I’m not knocking any of these places, they are truly unique and wonderful attractions. But they have, unfortunately, forever tainted our view of what a downtown can and should be. Like urban zoos, we visit for the “must see” attractions with wide eyes as we enjoy our token tourist experience.
I sat in a city council meeting this evening as a local radio host praised the city for undertaking a massive development project that is currently underfunded and overpromised on its rewards. Like so many, this gentleman, at no fault of his own, embraced the misconception so commonly held about our city centers… that downtown must be a place for high-end glitz and glamour, and most importantly, a place that draws people in from the outside suburbs and beyond. It must be an attraction, where people from all over can come and see, hear and even smell… as long as they do so behind the confines of a “barrier.”
Meanwhile, an overwhelming population of people who live in my downtown are fighting this project in the hopes of creating public space that will unite the city with a mixed use, flexible parcel that welcomes everyone, most of all, the people that live there.
What the gentleman who spoke didn’t understand, and what so many people across the country are struggling to wrap their minds around is that within the next 10 years, the our center in Rochester will see residential growth in the 5,000-7,000 population range. What does that mean?
It means, very simply, that our downtown, as well as city centers across America, have given up trying to be the Vegas Strip or Times Square. As we speak, they are trying to be… dare I say it…. neighborhoods!

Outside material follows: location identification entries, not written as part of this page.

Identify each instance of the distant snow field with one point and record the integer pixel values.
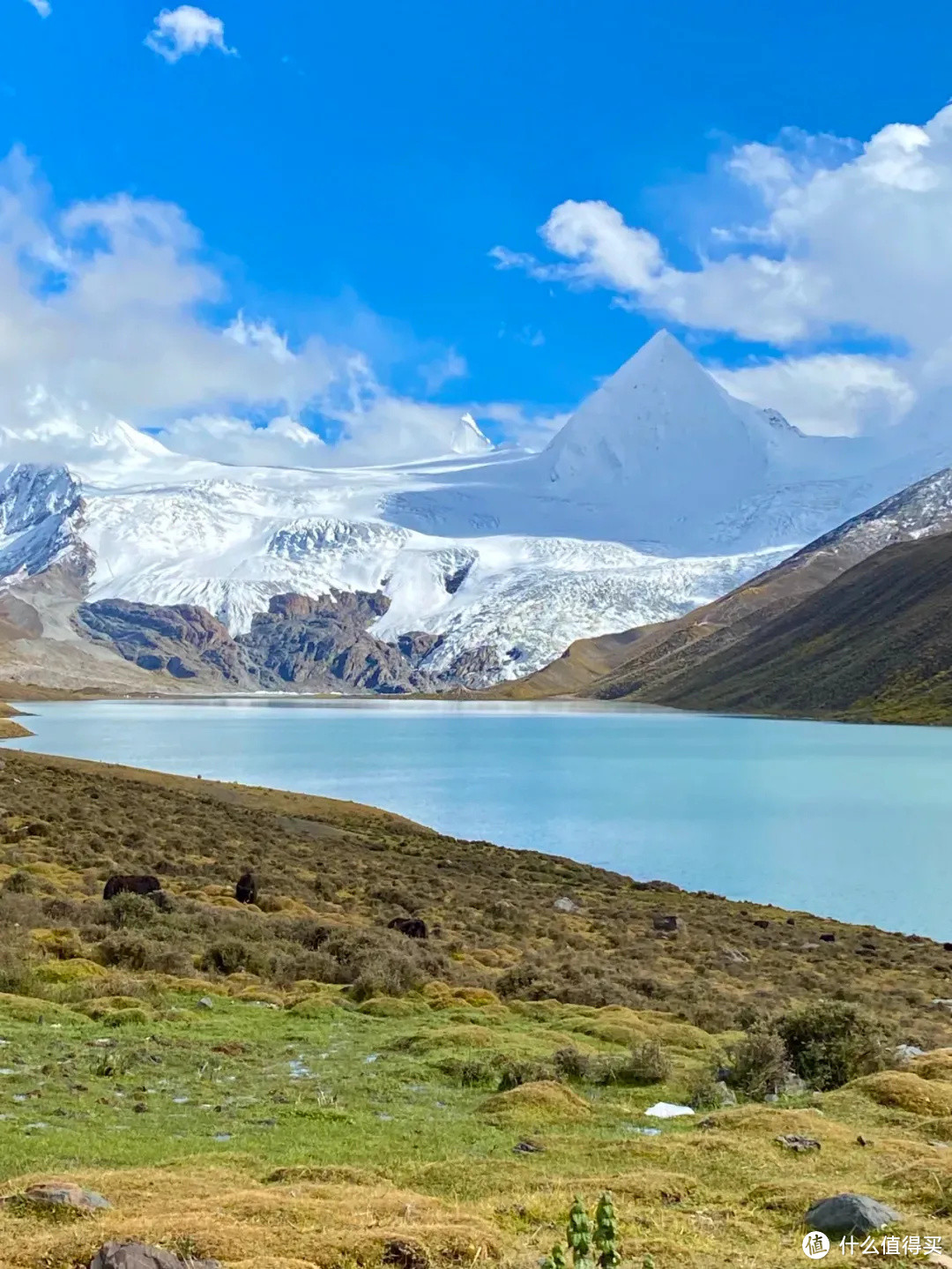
(659, 494)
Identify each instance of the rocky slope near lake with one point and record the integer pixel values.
(873, 645)
(656, 662)
(300, 645)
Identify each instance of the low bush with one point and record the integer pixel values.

Where the average American still sees our cities as places where people party, drink, see shows and watch sports, the truth is the new urban revival has as much to do with creating livability as it does entertainment. Young professionals are looking for a city they can live in, not just visit on occasion for a good time.

Amenities like public space and comfort additives, which are typically foreign to those who still view cities as places you “visit,” are more important than ever as old manufacturing plants and long-vacant office buildings are being repurposed into apartment space.


Our cities are changing, but the perception that a downtown needs to be a place exclusively for entertainment, like an urban zoo for curious outsiders to view behind glass still persists. Nothing is more off-putting to city residents than to feel that their needs are being ignored while the powers that be turn their home into an attraction that feeds the suburban curiosity. For our cities to survive and take that next step toward livability, and excitement, we need to remedy this misconception and reintroduce our downtowns as the booming residential neighborhoods they are quickly becoming.